[PATCH bpf-next v3 1/6] ftrace: introduce FTRACE_OPS_FL_JMP

Menglong Dong posted 6 patches 1 week, 6 days ago
[PATCH bpf-next v3 1/6] ftrace: introduce FTRACE_OPS_FL_JMP
Posted by Menglong Dong 1 week, 6 days ago
For now, the "nop" will be replaced with a "call" instruction when a
function is hooked by the ftrace. However, sometimes the "call" can break
the RSB and introduce extra overhead.
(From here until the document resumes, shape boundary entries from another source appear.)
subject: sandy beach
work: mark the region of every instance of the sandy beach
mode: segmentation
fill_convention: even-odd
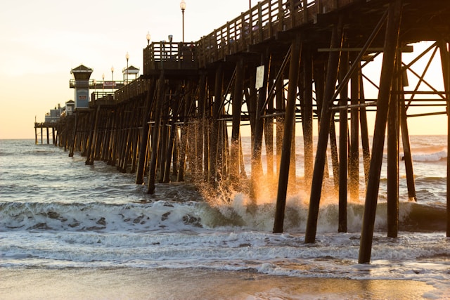
[[[411,280],[297,278],[205,269],[8,269],[1,299],[444,299]],[[439,294],[441,296],[437,297]],[[427,296],[427,295],[429,295]]]

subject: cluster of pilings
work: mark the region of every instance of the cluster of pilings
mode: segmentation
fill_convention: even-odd
[[[302,180],[310,188],[307,243],[315,241],[326,174],[334,179],[339,195],[337,229],[347,230],[347,194],[359,199],[362,157],[366,200],[359,262],[367,263],[387,127],[387,234],[396,237],[400,132],[409,195],[416,198],[406,122],[412,115],[408,109],[423,102],[444,106],[435,113],[446,113],[450,6],[445,2],[302,0],[299,8],[281,0],[261,1],[189,47],[182,43],[149,44],[143,49],[143,75],[113,96],[92,101],[89,109],[67,117],[58,130],[71,134],[61,135],[59,145],[68,147],[70,155],[80,151],[86,164],[103,160],[120,171],[136,172],[138,184],[146,177],[149,193],[154,193],[157,182],[182,181],[188,174],[190,181],[211,187],[250,182],[254,205],[263,176],[264,145],[264,175],[278,178],[274,232],[283,231],[289,182]],[[411,51],[408,45],[420,41],[432,41],[426,53],[440,54],[443,90],[425,79],[426,70],[422,75],[411,70],[423,53],[402,63],[402,53]],[[380,53],[380,77],[370,79],[365,67]],[[407,73],[416,75],[420,83],[409,90]],[[378,89],[371,99],[364,93],[368,81]],[[423,84],[431,91],[421,91]],[[373,133],[368,131],[368,111],[376,112]],[[294,169],[296,122],[301,124],[304,143],[301,179],[295,178]],[[241,181],[246,176],[243,124],[250,125],[252,137],[249,181]]]

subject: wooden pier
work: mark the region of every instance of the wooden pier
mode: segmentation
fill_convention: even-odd
[[[299,7],[294,2],[259,2],[193,44],[149,44],[143,49],[143,74],[62,118],[51,126],[57,131],[53,143],[68,149],[70,155],[80,151],[88,164],[103,160],[120,171],[136,173],[137,184],[146,178],[149,193],[155,192],[157,182],[188,179],[212,188],[248,182],[252,211],[257,211],[261,178],[275,176],[274,233],[283,232],[289,188],[302,181],[310,192],[307,243],[315,242],[327,176],[339,195],[336,230],[347,231],[347,195],[359,199],[361,157],[366,200],[359,261],[368,263],[385,139],[387,235],[395,237],[400,133],[409,196],[416,199],[407,124],[407,119],[416,115],[409,109],[441,107],[430,115],[446,114],[449,108],[450,3],[302,0]],[[431,46],[404,63],[402,54],[412,51],[411,44],[423,41]],[[443,88],[425,80],[429,64],[421,74],[411,70],[427,53],[432,53],[430,60],[441,62]],[[370,79],[367,67],[380,54],[380,76]],[[420,84],[408,86],[408,74],[417,77]],[[373,98],[365,93],[368,83],[378,91]],[[368,129],[369,111],[375,114],[373,132]],[[302,178],[295,178],[296,122],[301,123],[304,143]],[[314,145],[316,124],[318,142]],[[243,181],[246,170],[240,135],[247,125],[252,136],[251,175]],[[35,128],[49,128],[46,126],[37,124]],[[338,137],[338,129],[345,133]],[[447,203],[450,215],[449,198]],[[446,235],[450,236],[450,218]]]

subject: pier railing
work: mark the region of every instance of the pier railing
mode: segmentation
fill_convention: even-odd
[[[165,70],[197,69],[194,44],[165,41],[151,43],[143,49],[143,74]]]
[[[317,16],[357,0],[266,0],[198,41],[199,67],[274,39],[278,32],[314,23]]]

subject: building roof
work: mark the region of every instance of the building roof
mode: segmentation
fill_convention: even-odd
[[[70,74],[72,73],[92,73],[92,69],[85,65],[79,65],[78,67],[74,67],[70,70]]]

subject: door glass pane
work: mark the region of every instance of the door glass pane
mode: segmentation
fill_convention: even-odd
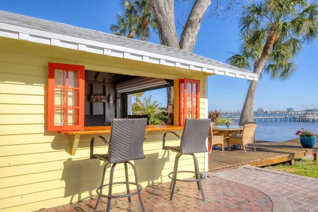
[[[192,95],[197,95],[197,84],[193,83],[192,84]]]
[[[188,108],[191,108],[191,97],[187,97],[187,107]]]
[[[65,87],[66,85],[66,71],[61,69],[54,71],[55,85],[57,87]]]
[[[191,84],[190,83],[187,83],[187,94],[188,95],[191,95]]]
[[[79,91],[77,90],[69,90],[68,93],[68,105],[69,106],[78,106]]]
[[[197,118],[198,117],[197,117],[197,110],[196,109],[194,109],[192,110],[192,118]]]
[[[68,125],[78,124],[78,109],[69,109],[68,110]]]
[[[79,88],[80,79],[79,79],[79,72],[69,71],[69,87]]]
[[[54,89],[54,106],[65,105],[65,90],[64,89]]]
[[[65,116],[64,109],[56,108],[54,109],[54,126],[65,125]]]
[[[192,108],[197,107],[197,98],[196,97],[192,97]]]

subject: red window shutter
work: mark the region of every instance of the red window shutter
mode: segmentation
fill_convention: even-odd
[[[184,79],[179,81],[179,123],[185,118],[200,116],[200,81]]]
[[[83,66],[49,63],[48,131],[84,127]]]

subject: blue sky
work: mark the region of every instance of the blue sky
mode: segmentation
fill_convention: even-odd
[[[181,14],[182,9],[182,5],[178,5],[176,15]],[[0,10],[111,33],[109,27],[116,23],[116,16],[121,8],[116,0],[0,0]],[[224,20],[207,14],[193,52],[222,62],[231,56],[230,52],[238,52],[238,18],[234,15]],[[149,42],[159,43],[158,35],[154,34]],[[296,62],[298,69],[288,80],[271,81],[264,76],[259,81],[254,110],[260,107],[271,110],[318,108],[317,41],[305,44]],[[209,110],[241,109],[248,88],[246,80],[213,76],[209,77],[208,81]],[[151,95],[152,100],[166,106],[165,94],[164,90],[148,92],[145,95]]]

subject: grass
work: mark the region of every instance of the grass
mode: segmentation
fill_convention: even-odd
[[[294,165],[288,163],[266,166],[264,168],[275,171],[318,178],[318,163],[313,159],[299,158]]]

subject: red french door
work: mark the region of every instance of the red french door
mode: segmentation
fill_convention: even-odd
[[[48,131],[83,129],[84,81],[84,66],[49,63]]]
[[[199,117],[200,81],[180,80],[179,98],[179,124],[183,126],[185,118]]]

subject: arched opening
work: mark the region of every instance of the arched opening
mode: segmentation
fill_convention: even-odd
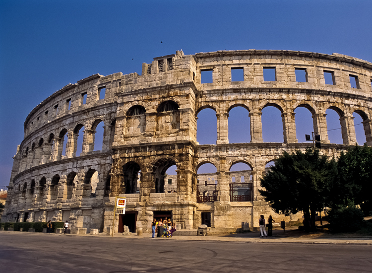
[[[93,131],[92,137],[94,143],[94,151],[100,151],[102,149],[104,127],[105,124],[101,120],[97,120],[93,123],[92,130]]]
[[[282,111],[279,106],[268,105],[262,109],[262,112],[261,119],[263,142],[284,142]]]
[[[354,118],[354,128],[357,142],[359,145],[363,145],[367,141],[366,134],[369,131],[368,124],[366,124],[364,126],[362,123],[368,119],[367,115],[362,111],[357,110],[353,113],[353,117]]]
[[[94,169],[89,169],[85,175],[83,185],[83,196],[96,197],[96,189],[98,184],[98,172]]]
[[[216,111],[206,108],[197,113],[196,120],[196,141],[199,144],[217,143],[217,117]]]
[[[105,194],[104,197],[110,196],[110,193],[111,191],[111,169],[107,172],[106,176],[106,181],[105,183]]]
[[[60,144],[58,147],[58,159],[61,158],[62,155],[66,155],[66,145],[67,141],[67,129],[63,129],[59,136]]]
[[[228,117],[229,143],[250,142],[250,119],[248,110],[242,106],[235,106],[229,111]]]
[[[25,182],[23,184],[23,187],[22,188],[22,197],[23,198],[26,198],[26,194],[27,192],[27,183]]]
[[[165,179],[168,176],[167,171],[170,167],[175,165],[176,162],[174,161],[168,159],[160,159],[154,164],[153,171],[154,174],[156,193],[161,194],[165,192]]]
[[[306,142],[305,135],[311,135],[314,132],[312,114],[310,106],[306,105],[299,106],[294,111],[296,123],[296,135],[299,142]],[[310,142],[309,142],[310,143]]]
[[[337,107],[331,107],[325,111],[327,115],[327,131],[330,143],[343,144],[340,119],[343,116],[342,111]]]
[[[130,162],[123,167],[124,179],[124,193],[125,194],[139,193],[141,183],[141,168],[136,162]]]
[[[142,105],[134,105],[130,107],[126,112],[127,117],[133,117],[133,116],[140,116],[144,115],[146,109]]]
[[[246,162],[237,162],[230,167],[229,174],[231,202],[248,202],[253,200],[252,170]]]
[[[218,201],[217,168],[209,162],[199,165],[196,170],[196,202],[208,203]]]
[[[44,198],[44,191],[45,190],[45,187],[47,185],[47,179],[45,176],[43,176],[39,182],[38,191],[39,193],[36,198],[36,201],[38,202],[43,201]]]
[[[74,189],[77,184],[75,182],[77,182],[76,173],[71,172],[67,176],[67,180],[66,181],[66,187],[67,187],[66,199],[71,199],[72,198]]]
[[[60,176],[56,174],[53,176],[51,182],[51,200],[56,200],[58,195],[58,183],[60,182]]]
[[[176,102],[172,100],[167,100],[162,102],[158,107],[157,112],[158,113],[163,113],[164,112],[170,112],[177,111],[180,106]]]
[[[85,127],[82,124],[78,124],[73,130],[73,133],[76,137],[74,141],[73,150],[75,156],[80,156],[83,151],[83,140],[84,139],[84,130]]]

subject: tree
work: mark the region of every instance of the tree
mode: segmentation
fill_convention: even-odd
[[[346,153],[342,152],[337,162],[338,179],[335,186],[333,203],[342,200],[345,206],[350,204],[360,205],[368,216],[372,211],[372,147],[356,145]]]
[[[309,231],[315,227],[315,212],[328,205],[337,174],[334,159],[320,155],[318,150],[284,152],[261,179],[265,190],[259,192],[276,213],[302,211]]]

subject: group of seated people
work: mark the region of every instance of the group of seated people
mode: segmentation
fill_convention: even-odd
[[[171,219],[167,217],[163,220],[161,218],[157,220],[155,218],[152,221],[152,238],[155,238],[155,233],[157,232],[157,237],[172,237],[176,231],[176,224],[172,222]],[[154,228],[155,227],[155,228]]]

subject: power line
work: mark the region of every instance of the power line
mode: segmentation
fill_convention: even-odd
[[[363,124],[363,123],[360,123],[359,124],[356,124],[355,125],[354,125],[354,126],[358,126],[358,125],[361,125],[362,124]],[[340,129],[342,129],[342,128],[336,128],[335,129],[330,129],[329,130],[327,130],[327,131],[334,131],[334,130],[339,130]]]

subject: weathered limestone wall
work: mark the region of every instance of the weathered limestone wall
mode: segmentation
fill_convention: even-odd
[[[276,80],[265,80],[267,68],[275,69]],[[232,69],[241,69],[244,80],[232,81]],[[213,81],[201,83],[206,69],[212,71]],[[296,69],[304,71],[305,81],[297,80]],[[331,73],[333,84],[325,84],[325,72]],[[351,87],[350,76],[357,88]],[[301,214],[274,214],[258,191],[268,162],[285,151],[309,146],[298,143],[295,109],[305,107],[311,113],[322,154],[337,156],[355,145],[353,113],[362,118],[367,144],[372,145],[371,82],[372,64],[356,58],[255,50],[194,55],[177,51],[143,64],[141,75],[93,75],[56,92],[28,116],[2,220],[67,220],[88,232],[103,231],[112,227],[116,196],[127,198],[124,220],[145,232],[150,232],[154,215],[169,212],[183,228],[197,227],[202,212],[211,213],[215,228],[239,227],[243,221],[256,227],[261,214],[297,220]],[[229,113],[237,106],[249,112],[250,143],[229,143]],[[281,113],[283,143],[263,142],[261,117],[267,106]],[[197,116],[205,108],[216,112],[215,144],[197,141]],[[342,145],[329,143],[328,109],[340,116]],[[102,149],[94,151],[101,122]],[[76,156],[82,137],[82,152]],[[237,162],[249,165],[249,174],[230,172]],[[218,183],[211,191],[215,200],[201,203],[197,189],[205,177],[197,172],[205,163],[216,166],[213,178]],[[170,193],[165,173],[174,165],[177,174]],[[236,183],[244,176],[245,182],[252,183],[251,200],[232,200],[233,175]],[[135,217],[130,218],[131,213]],[[116,217],[115,232],[121,217]]]

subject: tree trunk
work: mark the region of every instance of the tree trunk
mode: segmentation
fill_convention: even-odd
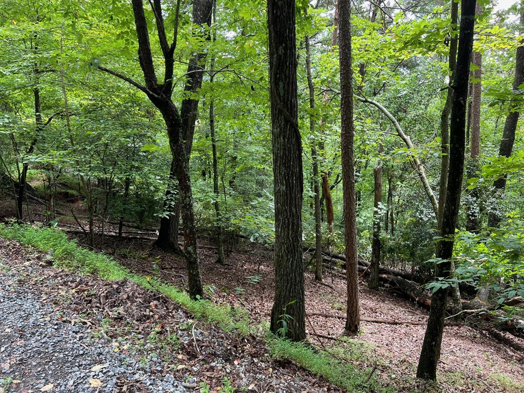
[[[169,145],[173,155],[173,174],[178,188],[178,200],[182,212],[184,225],[184,255],[188,269],[188,285],[191,299],[203,299],[204,291],[200,275],[198,257],[198,243],[196,226],[193,208],[189,162],[185,151],[185,144],[181,139],[181,122],[177,116],[178,112],[172,102],[166,103],[162,115],[167,126]]]
[[[521,26],[524,26],[524,2],[521,2],[520,6],[521,7],[520,25]],[[521,42],[520,45],[521,46],[517,48],[515,79],[513,82],[514,91],[518,89],[519,86],[524,83],[524,41]],[[510,102],[509,113],[506,117],[502,140],[500,141],[500,147],[498,150],[499,156],[509,157],[513,151],[513,144],[515,141],[515,131],[519,120],[519,113],[517,110],[518,104],[517,102],[512,100]],[[502,176],[495,181],[493,187],[495,188],[495,196],[496,199],[500,198],[504,194],[506,189],[506,176]],[[498,226],[500,220],[499,213],[494,211],[489,214],[488,225],[491,227]]]
[[[309,107],[312,112],[315,108],[315,91],[311,75],[311,54],[309,37],[305,39],[305,66],[308,75],[308,88],[309,92]],[[320,217],[320,187],[319,181],[319,156],[316,151],[316,137],[315,136],[315,118],[312,113],[309,115],[309,133],[311,138],[311,159],[313,160],[313,192],[314,194],[315,216],[315,279],[322,282],[322,235]],[[331,198],[331,194],[330,195]]]
[[[125,182],[124,186],[124,204],[127,205],[127,198],[129,193],[129,186],[131,185],[131,180],[129,176],[126,177]],[[122,230],[124,228],[124,215],[121,214],[120,220],[118,221],[118,237],[122,237]]]
[[[268,0],[275,192],[275,300],[271,331],[305,339],[302,256],[302,144],[298,128],[295,2]]]
[[[181,251],[178,245],[178,225],[180,216],[180,210],[176,209],[178,196],[177,179],[174,176],[174,160],[171,160],[169,177],[168,179],[168,185],[166,188],[162,208],[164,215],[160,219],[158,236],[155,241],[154,244],[162,249],[180,254]]]
[[[451,268],[453,236],[456,227],[460,204],[465,149],[466,105],[467,100],[470,62],[473,44],[476,0],[462,0],[460,33],[457,56],[456,73],[453,84],[450,132],[450,168],[445,203],[441,222],[441,236],[445,239],[437,244],[437,258],[441,259],[435,267],[438,278],[447,277]],[[417,376],[424,379],[436,378],[436,366],[444,330],[448,288],[435,291],[431,297],[431,308],[424,342],[420,353]]]
[[[458,18],[458,3],[451,0],[451,25],[456,26]],[[442,108],[440,116],[440,146],[442,162],[440,167],[440,181],[439,186],[439,212],[437,221],[440,222],[444,213],[444,205],[446,198],[446,186],[447,184],[447,171],[450,166],[450,112],[453,103],[453,90],[452,88],[455,77],[455,68],[456,64],[457,37],[452,37],[450,41],[450,54],[448,57],[450,77],[446,90],[446,102]]]
[[[193,35],[203,36],[206,39],[210,39],[209,33],[205,32],[203,30],[203,26],[207,25],[209,27],[211,25],[211,14],[214,2],[214,0],[193,0],[193,23],[196,25],[197,29],[196,31],[193,32]],[[203,73],[200,71],[205,68],[204,63],[205,61],[207,53],[206,50],[203,50],[195,53],[190,60],[186,73],[187,79],[184,88],[184,94],[188,94],[190,96],[194,95],[202,87],[204,75]],[[185,143],[188,165],[193,147],[195,123],[198,114],[198,98],[184,97],[180,108],[182,136]],[[172,168],[174,165],[175,164],[172,162],[171,167]],[[173,191],[170,191],[169,193],[172,195]],[[166,197],[168,196],[168,190],[166,190]],[[159,247],[179,252],[178,232],[182,205],[181,201],[178,199],[176,199],[174,204],[171,210],[165,210],[168,213],[168,214],[167,217],[160,220],[158,238],[155,242],[155,244]]]
[[[482,8],[477,4],[475,13],[477,17],[480,16]],[[471,84],[471,134],[470,143],[471,160],[466,167],[468,179],[475,176],[478,169],[478,155],[481,150],[481,96],[482,91],[481,78],[482,77],[482,54],[480,52],[473,52],[472,62],[476,67],[472,73],[474,83]],[[466,230],[477,232],[480,229],[481,209],[479,206],[478,190],[474,188],[467,195],[466,205]]]
[[[216,21],[216,3],[213,2],[213,23]],[[216,32],[213,34],[213,41],[216,40]],[[211,69],[215,68],[215,57],[211,57]],[[212,74],[210,78],[210,83],[213,83],[214,79],[214,73]],[[215,206],[215,214],[216,215],[216,222],[215,225],[216,232],[216,245],[217,247],[217,256],[216,261],[221,265],[224,263],[224,230],[222,228],[222,220],[220,213],[220,191],[219,190],[219,159],[216,151],[216,136],[215,133],[215,103],[212,97],[209,103],[209,130],[211,137],[211,149],[213,151],[213,191],[215,194],[215,201],[213,204]]]
[[[373,239],[372,246],[371,265],[369,266],[369,280],[368,287],[378,287],[378,273],[380,264],[380,204],[382,202],[382,168],[380,164],[373,170],[375,181],[375,198],[373,209]]]
[[[351,69],[351,4],[339,0],[340,34],[341,148],[342,191],[344,194],[344,227],[347,279],[346,331],[360,330],[358,304],[358,268],[357,259],[356,211],[355,201],[355,162],[353,153],[353,84]]]
[[[333,19],[333,33],[331,35],[331,45],[330,48],[330,51],[333,52],[335,50],[338,41],[339,35],[339,0],[335,0],[335,14]],[[329,100],[329,95],[326,93],[324,94],[323,99],[324,101]],[[323,119],[320,119],[321,126],[323,125]],[[325,159],[325,144],[324,141],[322,141],[319,146],[321,154]],[[333,206],[333,199],[331,198],[331,189],[329,185],[329,174],[327,171],[322,171],[322,195],[324,196],[324,200],[326,205],[326,221],[328,222],[328,230],[330,234],[333,234],[334,230],[334,224],[335,221],[335,214]]]
[[[37,86],[34,88],[32,91],[33,96],[35,97],[35,118],[36,122],[36,129],[35,132],[35,137],[31,141],[31,144],[29,145],[29,147],[26,154],[26,156],[32,154],[35,151],[35,147],[36,145],[38,134],[43,128],[42,121],[41,105],[40,103],[40,89]],[[26,198],[26,183],[28,170],[29,163],[24,162],[22,165],[22,171],[18,179],[18,192],[16,199],[16,217],[21,221],[24,220],[24,200]]]

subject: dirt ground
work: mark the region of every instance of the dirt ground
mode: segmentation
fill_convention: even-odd
[[[41,208],[31,207],[35,219],[38,219]],[[79,215],[81,214],[80,211]],[[62,226],[64,230],[71,231],[74,226],[71,220],[65,222],[69,226]],[[107,227],[115,229],[111,225]],[[129,234],[130,232],[137,231],[130,227],[126,230],[129,231],[127,235],[131,236],[134,235]],[[71,237],[81,241],[82,235],[78,232],[77,226],[77,232],[72,233]],[[150,239],[154,236],[154,233],[124,239],[106,236],[103,240],[99,239],[96,244],[100,249],[134,271],[151,276],[158,272],[167,282],[185,288],[185,261],[172,254],[151,249]],[[221,266],[215,263],[215,249],[212,244],[203,238],[200,243],[202,281],[212,300],[245,308],[254,323],[268,321],[274,291],[270,250],[259,245],[239,246],[226,258],[225,265]],[[334,337],[343,331],[346,289],[341,273],[336,269],[325,272],[326,285],[316,282],[312,272],[305,274],[307,328],[312,343],[333,345],[333,340],[319,336]],[[363,351],[370,356],[387,359],[388,366],[378,367],[378,372],[392,383],[399,375],[414,376],[427,310],[397,297],[388,289],[368,289],[365,282],[361,283],[359,296],[363,320],[386,321],[362,322],[362,333],[356,339]],[[399,321],[405,323],[387,323]],[[521,384],[524,384],[524,352],[519,348],[524,348],[524,339],[502,333],[493,337],[493,333],[484,331],[467,320],[448,322],[444,329],[439,372],[456,375],[456,380],[453,383],[455,388],[442,391],[484,392],[486,388],[490,391],[521,391]],[[474,380],[476,381],[474,384]]]

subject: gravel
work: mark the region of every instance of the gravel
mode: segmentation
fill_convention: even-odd
[[[0,275],[0,392],[188,391],[172,375],[151,373],[163,369],[158,359],[137,361],[122,353],[125,342],[61,322],[19,278],[16,272]]]

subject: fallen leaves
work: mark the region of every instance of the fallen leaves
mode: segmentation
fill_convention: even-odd
[[[91,371],[94,371],[94,372],[96,373],[97,371],[100,371],[100,370],[101,370],[102,368],[103,368],[104,367],[107,367],[106,365],[105,365],[105,364],[99,364],[99,365],[97,365],[96,366],[93,366],[93,368],[91,368]]]

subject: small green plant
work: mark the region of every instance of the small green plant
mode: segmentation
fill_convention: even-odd
[[[200,393],[210,393],[210,388],[207,383],[200,383]],[[227,377],[224,377],[222,379],[222,389],[220,390],[223,393],[235,393],[236,388],[233,386],[233,383]]]
[[[160,263],[162,261],[162,257],[160,255],[157,255],[157,257],[155,258],[155,260],[153,261],[153,271],[155,272],[155,274],[158,275],[160,272]]]
[[[246,277],[246,279],[247,280],[247,283],[248,284],[258,284],[260,282],[260,280],[262,279],[261,276],[248,276]]]
[[[0,379],[0,393],[9,393],[13,384],[13,378],[8,377],[4,379]]]
[[[231,381],[227,377],[224,377],[222,379],[222,391],[224,393],[235,393],[236,391],[236,388],[233,386]]]
[[[296,301],[296,300],[292,300],[287,304],[286,307],[282,309],[283,312],[278,316],[280,319],[278,320],[278,323],[280,325],[280,327],[277,330],[277,334],[282,338],[285,339],[287,335],[288,332],[289,331],[289,322],[293,319],[292,316],[286,313],[286,310],[288,305],[291,305]]]
[[[214,284],[204,286],[204,292],[209,296],[212,296],[213,293],[216,292],[217,289],[218,288]]]

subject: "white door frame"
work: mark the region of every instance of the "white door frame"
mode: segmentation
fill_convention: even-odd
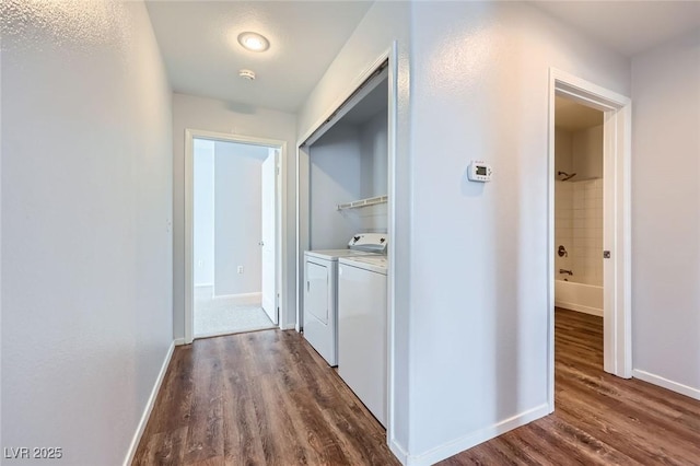
[[[604,370],[620,377],[632,376],[631,338],[631,207],[630,163],[632,103],[629,97],[564,71],[549,70],[548,160],[548,265],[549,307],[549,404],[555,408],[555,96],[604,113],[603,170],[605,219],[603,248],[611,257],[604,261]],[[603,252],[600,252],[603,254]]]
[[[287,322],[288,310],[283,305],[283,283],[287,280],[287,244],[282,238],[287,237],[287,182],[284,173],[287,173],[287,142],[277,139],[255,138],[249,136],[231,135],[226,132],[214,132],[201,129],[185,129],[185,343],[191,343],[194,339],[194,140],[209,139],[214,141],[235,142],[249,145],[261,145],[280,151],[278,177],[277,177],[277,196],[276,196],[276,232],[275,242],[278,252],[275,258],[275,288],[277,290],[277,305],[279,307],[279,325],[282,326]]]

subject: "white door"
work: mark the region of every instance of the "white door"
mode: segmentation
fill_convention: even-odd
[[[262,308],[272,324],[277,325],[277,287],[276,287],[276,206],[277,199],[277,150],[270,149],[270,154],[262,162],[262,237],[260,249],[262,254]]]

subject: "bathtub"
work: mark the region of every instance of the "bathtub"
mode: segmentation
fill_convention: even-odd
[[[603,317],[603,287],[555,280],[555,305]]]

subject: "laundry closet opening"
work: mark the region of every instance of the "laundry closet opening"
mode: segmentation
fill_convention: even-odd
[[[279,152],[192,138],[192,338],[279,323]]]
[[[388,62],[299,148],[299,329],[388,420]]]

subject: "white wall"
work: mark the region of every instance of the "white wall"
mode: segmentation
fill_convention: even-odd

Therefore, introduce the flag
FTRACE_OPS_FL_JMP, which indicate that the ftrace_ops should be called
with a "jmp" instead of "call". For now, it is only used by the direct
call case.

When a direct ftrace_ops is marked with FTRACE_OPS_FL_JMP, the last bit of
the ops->direct_call will be set to 1. Therefore, we can tell if we should
use "jmp" for the callback in ftrace_call_replace().

Signed-off-by: Menglong Dong <dongml2@chinatelecom.cn>
---
v3:
- reject if the addr is already "jmp" in register_ftrace_direct() and
  __modify_ftrace_direct()
---
 include/linux/ftrace.h | 33 +++++++++++++++++++++++++++++++++
 kernel/trace/Kconfig   | 12 ++++++++++++
 kernel/trace/ftrace.c  | 17 ++++++++++++++++-
 3 files changed, 61 insertions(+), 1 deletion(-)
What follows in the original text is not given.